7.2.4. The obligation to ensure that the cryptographic keys generated upon encryption of sensitive personal data using cryptographic methods when they are being transferred via media such as Portable Storage Devices (USB, etc.), External Disks, CDs, DVDs, etc. are retained (stored) in different environments, the obligation to check that the storage of such cryptographic keys in different environments is ensured in accordance with this Policy and to make the necessary arrangements, the obligation to check whether the storage of keys is carried out in a lawful manner and to determine the sanctions to be applied belong to the manager of the department to which the user is affiliated and the Personal Data Protection Committee.
7.3.) Transfer Between Servers
7.3.1. If sensitive personal data are being transferred between servers in different physical environments, data transfer must be carried out by establishing a VPN between the servers or by using the sFTP Method.
7.3.2. If sensitive personal data are being transferred between servers in different physical environments, the obligation to ensure that data transfer is carried out by establishing a VPN between servers or by using the sFTP Method, the obligation to check that such transfer is achieved in accordance with this Policy and to make the necessary arrangements, the obligation to check whether the transfer is carried out in a lawful manner and to determine the sanctions to be applied belong to the manager of the department to which the user is affiliated and the Personal Data Protection Committee.
7.4.) Transfer via Hard Copy
7.4.1. If it is necessary to transfer sensitive personal data via hard copy, necessary measures must be taken against risks such as theft, loss or unauthorized viewing of the document and the document must be delivered in the format of “Confidential Documents”.

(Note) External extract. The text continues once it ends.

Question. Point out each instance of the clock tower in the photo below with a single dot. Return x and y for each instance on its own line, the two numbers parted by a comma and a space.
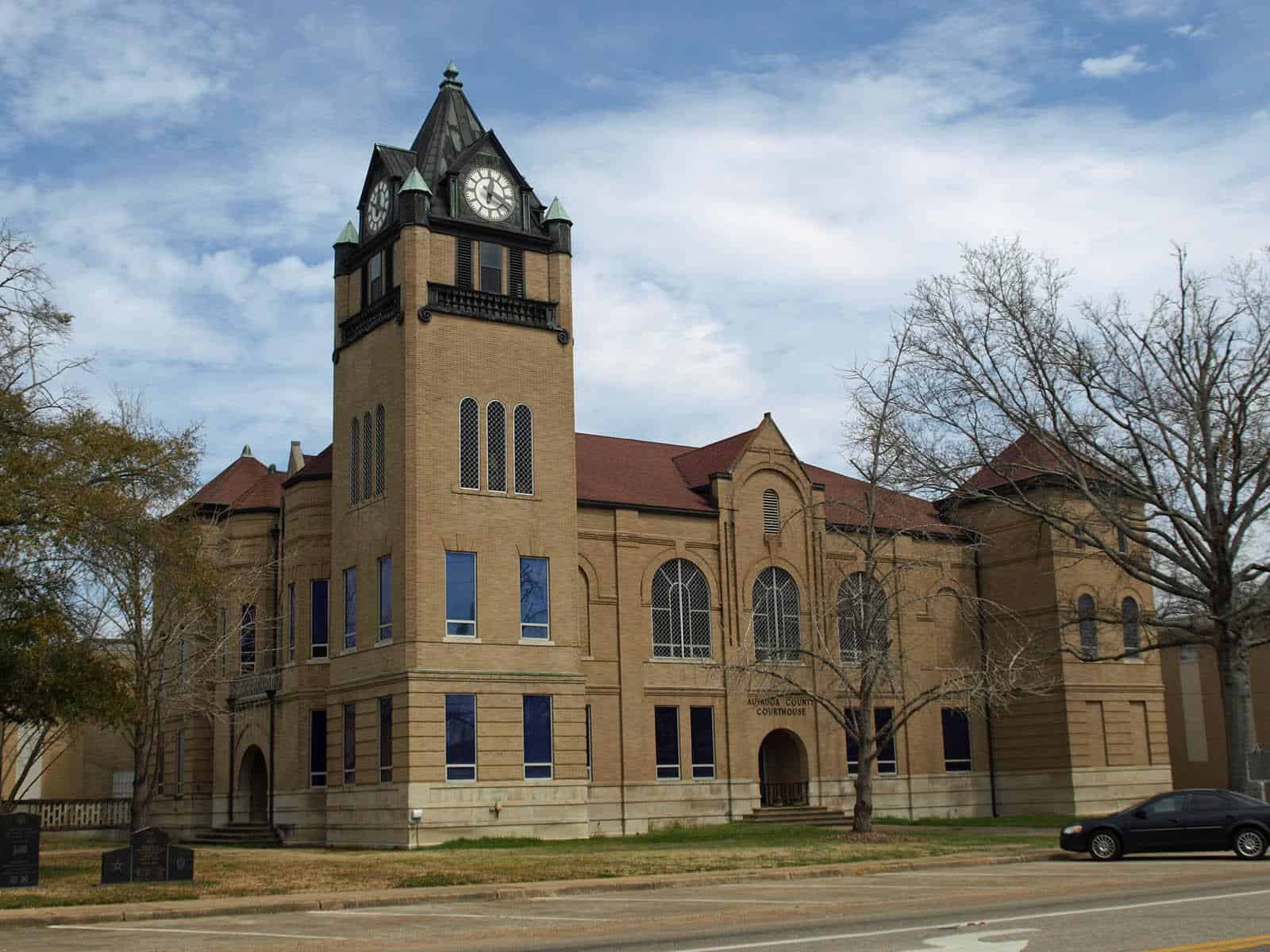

7.4.2. If it is necessary to transfer sensitive personal data via hard copy, the obligation to take necessary measures against risks such as theft, loss or unauthorized viewing of the document and to ensure that the document is delivered in the format of “Confidential Documents”, the obligation to check that such transfer is achieved in accordance with this Policy and to make the necessary arrangements, the obligation to check whether the transfer is carried out in a lawful manner and to determine the sanctions to be applied belong to the manager of the department to which the user is affiliated and the Personal Data Protection Committee.
8.1. This Policy shall be effective as of the date of publication.
8.2. In case this Policy is published in a way to reach all Company Personnel and necessary updates are made, it is the obligation of the Personal Data Protection Committee to announce them as well.